Tel Aviv/Beirut - Thousands gathered in Israel Thursday for
the solemn funerals of two soldiers repatriated in a prisoner
exchange with Hezbollah, as the radical Shiite movement honoured 199
dead fighters and militants with a flamboyant parade through Lebanon.
Israel had handed over to Hezbollah the 199 bodies as part of
Wednesday's exchange, under which it also released five Lebanese
prisoners.
They included convicted killer Samir Kuntar and four Hezbollah
prisoners of war captured in the second Lebanon war. The July 2006
cross-border raid by Hezbollah in which its militants had snatched
the two soldiers, Eldad Regev and Ehud (Udi) Goldwasser, had
triggered that month-long conflict, which had failed to secure their
release.
Hezbollah Wednesday returned the two soldiers, who were likely
killed during their capture, in coffins, dashing slim but last hopes
in Israel that at least one of them might still be alive.
Regev and Goldwasser received full military honours Thursday, with
an honour guard carrying their coffins, wrapped in blue-and-white
Israeli flag, and saluting them by firing single, carefully-
synchronized volleys into the air.
'They say that time does its thing and heals all wounds. Does it?'
a tearful Karnit Goldwasser, Ehud's widow, asked in an emotional
eulogy.
The 32-year-old has over the past two years been prominent in the
Israeli media as she traveled the world and met foreign leaders,
campaigning tirelessly for the return of her husband and of Regev.
The couple had been married for six months when Goldwasser, going on
31 at the time, was captured on the last day of his reserve duty.
They had no children.
'More than once I find myself thinking how our lives would have
developed and turned out if we were still together,' she said.

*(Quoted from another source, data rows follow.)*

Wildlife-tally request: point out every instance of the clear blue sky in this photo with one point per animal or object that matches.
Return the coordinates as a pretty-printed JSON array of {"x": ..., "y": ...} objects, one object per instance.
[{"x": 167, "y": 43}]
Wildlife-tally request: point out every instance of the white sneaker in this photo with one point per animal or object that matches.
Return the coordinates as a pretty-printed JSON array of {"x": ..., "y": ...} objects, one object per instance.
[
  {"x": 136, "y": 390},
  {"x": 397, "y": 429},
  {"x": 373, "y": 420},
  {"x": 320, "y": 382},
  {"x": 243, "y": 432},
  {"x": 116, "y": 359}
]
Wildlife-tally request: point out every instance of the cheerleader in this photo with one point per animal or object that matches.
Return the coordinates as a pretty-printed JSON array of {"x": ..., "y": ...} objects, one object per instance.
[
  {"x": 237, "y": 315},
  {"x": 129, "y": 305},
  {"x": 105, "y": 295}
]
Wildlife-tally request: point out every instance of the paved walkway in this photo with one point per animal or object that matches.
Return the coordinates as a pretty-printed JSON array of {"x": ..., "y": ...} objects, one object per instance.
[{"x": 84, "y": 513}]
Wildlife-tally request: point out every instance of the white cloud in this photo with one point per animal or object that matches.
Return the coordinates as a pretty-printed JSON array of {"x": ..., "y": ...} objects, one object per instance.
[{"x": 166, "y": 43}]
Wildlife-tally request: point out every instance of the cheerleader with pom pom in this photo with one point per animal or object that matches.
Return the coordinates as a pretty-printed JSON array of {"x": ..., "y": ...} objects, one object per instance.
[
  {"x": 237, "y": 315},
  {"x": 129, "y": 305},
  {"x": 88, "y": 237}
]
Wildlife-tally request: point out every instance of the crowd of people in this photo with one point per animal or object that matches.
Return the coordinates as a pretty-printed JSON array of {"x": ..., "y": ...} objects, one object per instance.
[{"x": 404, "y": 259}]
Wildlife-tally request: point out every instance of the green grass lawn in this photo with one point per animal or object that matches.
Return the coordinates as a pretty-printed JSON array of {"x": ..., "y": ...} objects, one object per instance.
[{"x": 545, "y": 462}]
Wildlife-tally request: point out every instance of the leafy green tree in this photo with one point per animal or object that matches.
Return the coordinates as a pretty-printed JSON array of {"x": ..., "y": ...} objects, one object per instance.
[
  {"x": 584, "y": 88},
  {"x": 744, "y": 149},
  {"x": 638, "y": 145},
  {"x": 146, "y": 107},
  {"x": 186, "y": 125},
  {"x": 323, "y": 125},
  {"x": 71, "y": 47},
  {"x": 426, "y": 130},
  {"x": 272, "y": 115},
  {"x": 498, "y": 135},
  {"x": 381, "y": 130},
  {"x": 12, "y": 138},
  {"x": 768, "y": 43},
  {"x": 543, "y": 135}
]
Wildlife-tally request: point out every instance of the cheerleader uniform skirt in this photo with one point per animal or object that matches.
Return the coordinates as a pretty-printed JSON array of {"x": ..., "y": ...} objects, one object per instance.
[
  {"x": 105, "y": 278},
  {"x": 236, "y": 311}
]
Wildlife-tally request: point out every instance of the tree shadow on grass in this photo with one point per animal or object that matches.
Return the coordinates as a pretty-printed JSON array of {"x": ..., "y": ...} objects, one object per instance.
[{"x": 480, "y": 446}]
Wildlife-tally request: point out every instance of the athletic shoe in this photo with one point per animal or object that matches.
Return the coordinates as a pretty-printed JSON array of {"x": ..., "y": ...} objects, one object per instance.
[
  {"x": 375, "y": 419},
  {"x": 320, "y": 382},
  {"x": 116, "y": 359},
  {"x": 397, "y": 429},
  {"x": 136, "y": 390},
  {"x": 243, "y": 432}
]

'For you it was just a regular morning when you reported to serve
your country,' she added. 'We didn't believe that morning was the
last time we'd see each other: The embrace was warm, but regular. The
kiss was loving, but hasty.'
Goldwasser's mother, Micky in dark sunglasses, seemed stoic and
motionless, when she vowed: 'Udi, eyes may be turned to me and expect
tears. But I won't cry. Not now.'
She pointed out that he had been a man of ideals, who fought for
the environment and against illegal construction in the occupied
territories.
Israeli Defence Minister Ehud Barak attended both funerals and
vowed that Israel also in the future would spare no efforts to bring
back soldiers missing in action.
'We were willing to pay a very high price, which sometimes may
have seemed unreasonable,' he told mourners attending the service for
Regev in the port city of Haifa.
'The Israel Defence Forces will always act to bring living,
injured and dead soldiers home,' he vowed, making a similar pledge at
the funeral of Goldwasser earlier in the morning.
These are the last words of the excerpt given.